Modeling Peroxy Radical Conditions of Historical SOA Chamber Studies
MATTHEW GOSS, Hannah Kenagy, Jesse Kroll, MIT
Abstract Number: 110
Working Group: Aerosol Chemistry
Abstract
Laboratory measurements of secondary organic aerosol (SOA) formation underpin the representation of aerosols in global chemical transport models (CTMs). However, many of these measurements were performed before important recent developments in our understanding of peroxy radical (RO2) chemistry. Previous chamber experiments were typically carried out under limiting conditions (where all RO2 were assumed to react with either NO or HO2), but more recent research has demonstrated that other pathways such as RO2 isomerization or RO2-RO2 reactions can be important, both in chamber experiments and in the atmosphere. In light of advances in our understanding of RO2 chemistry, actual RO2 fate and reported RO2 fate from these earlier chamber studies may not always align, possibly skewing the SOA parameterizations that continue to be used in CTMs. Here, we identify past SOA yield studies that have been used to constrain CTMs, and model their chamber conditions using the Master Chemical Mechanism.
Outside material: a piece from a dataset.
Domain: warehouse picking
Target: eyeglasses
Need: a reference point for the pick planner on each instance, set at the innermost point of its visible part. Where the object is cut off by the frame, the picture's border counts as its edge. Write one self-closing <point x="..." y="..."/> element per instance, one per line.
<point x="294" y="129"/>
This enables explicit estimates of relevant and typically-unquantified parameters such as RO2 bimolecular fate and RO2 lifetime, which directly affect experimental outcomes such as the degree of peroxy radical isomerization or peroxyacyl nitrate formation. Model outputs are compared with reported experimental conditions, and interpreted in the context of measured aerosol yields and CTM aerosol parameterizations.